# Green Means Go



## threshershark (Sep 7, 2007)




----------



## idiot with a bow (Sep 10, 2007)

Anyone of those pics would be perfect as the official picture of mallards. Do you use any photo editing technology? Seriously amazing. Those woodies are quite a find.


----------



## Treehugnhuntr (Sep 7, 2007)

Friggin fantastic photos Brett, though I don't see any woodies, but that's ok, that idiot feller is 'special'.


----------



## threshershark (Sep 7, 2007)

Thanks IWAB, and muchas gracias too.

I have Photoshop, but I hardly know how to use it to be honest. I add borders to the photos and that sort of thing, but the images are straight off the camera other than that.
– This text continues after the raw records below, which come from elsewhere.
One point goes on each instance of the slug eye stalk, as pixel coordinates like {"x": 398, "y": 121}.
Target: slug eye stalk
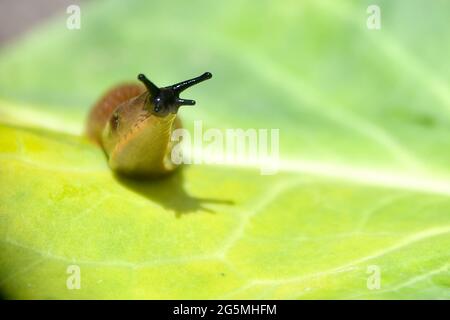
{"x": 169, "y": 96}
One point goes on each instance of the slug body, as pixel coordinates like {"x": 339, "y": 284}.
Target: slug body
{"x": 133, "y": 125}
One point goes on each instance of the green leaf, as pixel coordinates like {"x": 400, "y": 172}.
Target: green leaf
{"x": 364, "y": 144}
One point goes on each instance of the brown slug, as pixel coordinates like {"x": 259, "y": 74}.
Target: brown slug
{"x": 133, "y": 125}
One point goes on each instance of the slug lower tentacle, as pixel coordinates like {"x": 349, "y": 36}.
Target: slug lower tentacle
{"x": 133, "y": 125}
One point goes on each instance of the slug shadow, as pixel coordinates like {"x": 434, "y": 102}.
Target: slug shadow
{"x": 170, "y": 193}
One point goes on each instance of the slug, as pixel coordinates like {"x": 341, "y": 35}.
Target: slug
{"x": 133, "y": 124}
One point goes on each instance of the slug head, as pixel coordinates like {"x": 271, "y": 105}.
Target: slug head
{"x": 166, "y": 100}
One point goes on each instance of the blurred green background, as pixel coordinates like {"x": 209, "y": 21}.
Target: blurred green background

This year I am planning to learn more about it.


----------



## Treehugnhuntr (Sep 7, 2007)

You interested in trying to get out this year? When have you been going out?


----------



## threshershark (Sep 7, 2007)

Treehugnhuntr said:


> You interested in trying to get out this year? When have you been going out?
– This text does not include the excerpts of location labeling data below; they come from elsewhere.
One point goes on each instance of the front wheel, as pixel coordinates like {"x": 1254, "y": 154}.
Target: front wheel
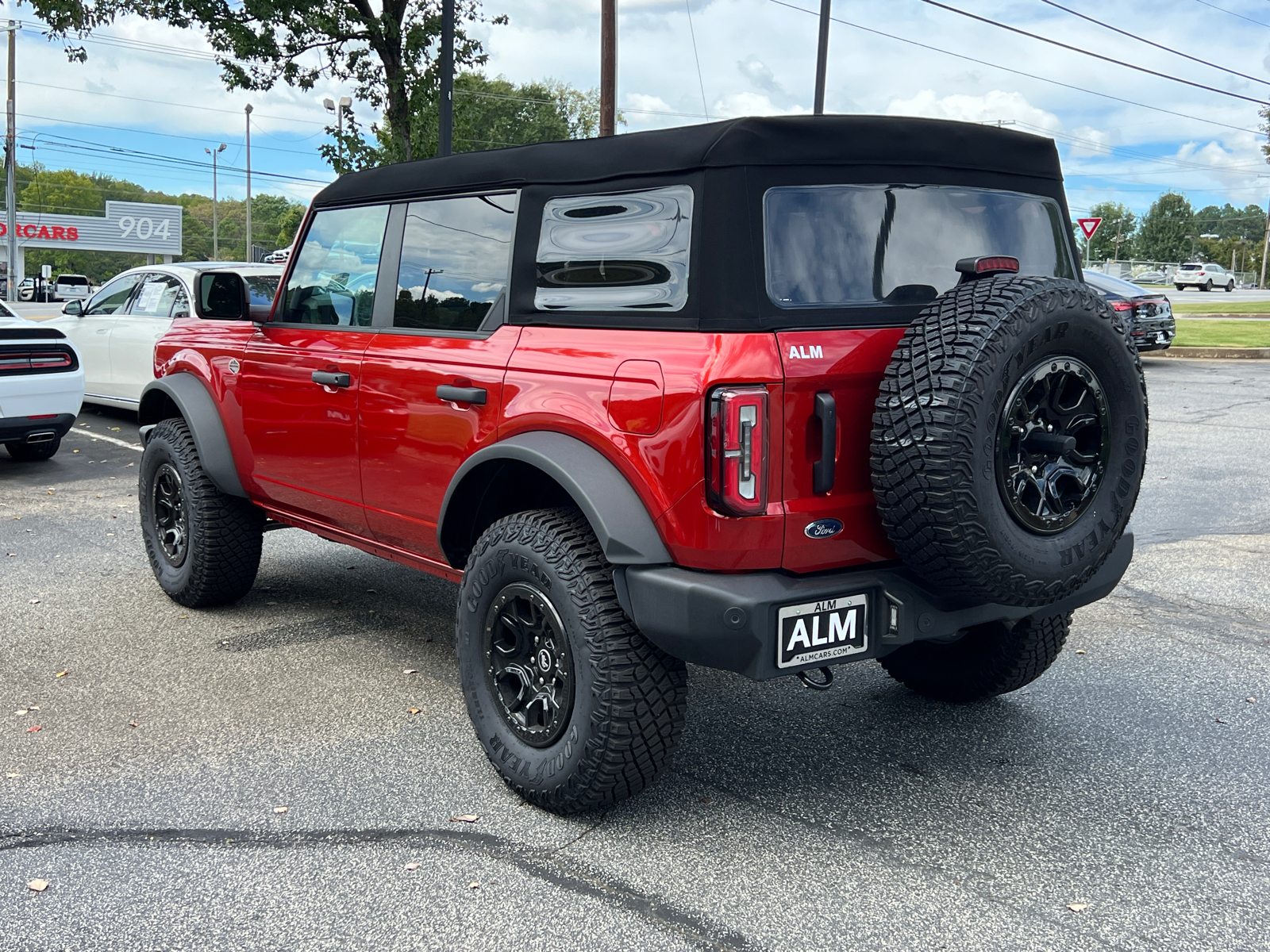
{"x": 32, "y": 452}
{"x": 986, "y": 660}
{"x": 203, "y": 545}
{"x": 575, "y": 708}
Yes! I took all the duck shots this morning, and scouted the eagle lands too. There are about 30 of them now, and still climbing.

I am going to be doing a lot of shooting 2/6 to 2/11, and have the 9th-11th off work. If the birds keep hanging where they have been, evenings will be the best. Let me know if any of those days, or several, work for you.


----------



## troutwhisperer (Jan 1, 2009)

Dang dude these are awesome pictures.!


----------



## fixed blade XC-3 (Sep 11, 2007)

Love em.


----------



## Huge29 (Sep 17, 2007)

Awesome, thanks for sharing!


----------



## Moose Hollow (Apr 26, 2008)

Those are some great ducks in flight picture man you sure take some great pictures.


----------



## wyogoob (Sep 7, 2007)

The best!


----------



## Nueces (Jul 22, 2008)

WOW! That is some excellent shooting, thanks for sharing. The colors are perfect, perfect lighting.


----------



## rockymountainelk (Jan 18, 2009)

Great pics i love to see them up close like that.


----------



## dkhntrdstn (Sep 7, 2007)

Great pic there. nice job


----------